平成11年5月26日法律第52号「児童買春、児童ポルノに係る行為等の処罰及び児童の保護等に関する法律」の通称。当時連立与党だった自由民主党と社民党(社会民主党)と新党さきがけ(いわゆる "自社さ")が議員提出法案として提出し、可決された法律である。
この法律は、18歳に満たない者(これを児童と定義する)に対する性行為の描写(写真やビデオなど)を禁止するものである。
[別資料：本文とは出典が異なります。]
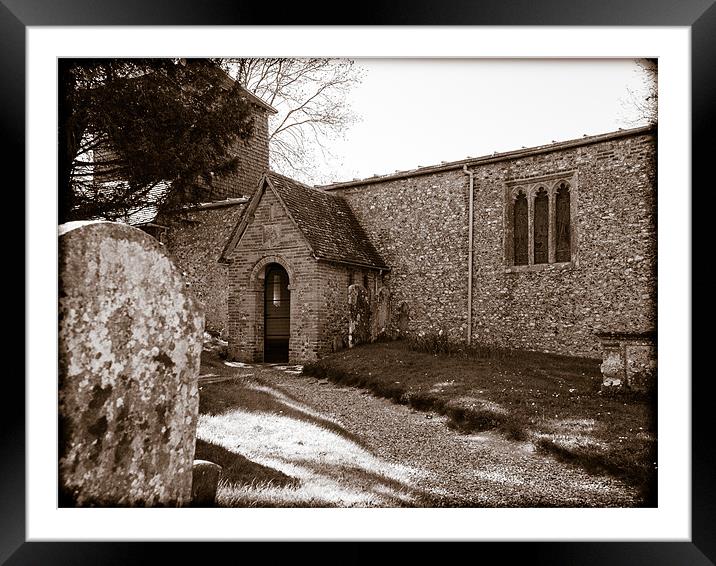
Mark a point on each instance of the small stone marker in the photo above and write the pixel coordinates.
(629, 359)
(205, 480)
(130, 337)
この法律の最終的な目標は、児童に対する虐待防止ではない。それはあくまで理由の一つに過ぎず、実際は "青少年有害社会環境対策基本法" (通称 "青環法"(せいかんほう))という法律を施行させる基盤を日本に作ることである。
これは結局なにかというと、"青少年に有害" という名目のみで、あらゆるメディアを規制するという、民主国家の根幹を崩壊させること必至の、もちろん違憲のファシスト法の法案である。青環法は暴力表現から政治思想まで、ありとあらゆるものが規制対象である。
その第一段階として、まず本物の児童による児童ポルノ規制を初める。これは成功し、法律として施行された。
そして第二段階からいよいよ本番の始まりである。"児童ポルノ規制" という甘美な響きの名を借り、反対しにくい風潮を作りながら(反対したらまるで児童ポルノ賛成の変態のようである)、その実、"創作物規制法" としての法の改悪が始まる。改悪案として、特に、(1)児童ポルノの単純所持を禁止、(2)絵も規制する、という二点が最大の問題である。法律の目的は児童を性的搾取や性的虐待から保護することであるのに、その論点が完全にずれている。
これによりもし改悪が成功することになれば、出版社の自主規制も一段と厳しくなり、絵、つまり "まんが" の出版自体が困難となる。またエロまんがでなくても "衣服の全部又は一部を脱いだ児童の姿態" が規制対象である以上、演出上描写される入浴シーンや水着、果ては戦闘で服が破れるといった表現(例えばドラゴンボール)も一切出来なくなる。場合によっては短パンや半袖、ミニスカートなども規制される恐れが存在する。
このため、少年誌、少女漫画誌はほぼ壊滅。もちろん健全なまんが家の大半も職を失うことになる。同人作家も減り、かのコミックマーケットも開催困難となる。こうなると、日本ではかなり、まんがが読みづらくなることは疑う余地はない。
この法の改悪で利益が出るものは殆どおらず、まんがが売れなくなって経済に大きな影響が出るだろう。そして、今までエロまんがを欲望のはけ口にしていた一部の輩が性犯罪に走り、今以上にレイプなどの凶悪犯罪が増加する恐れがある(お隣の韓国では実際そうなってしまった)。そして、続く第三段である青環法の足場作りにもなってしまい、気まずいことこの上ない。
従って、実写ポルノはともかく、絵や表現の規制に繋がる法の改悪は防がないと、将来とんでもないことになってしまう。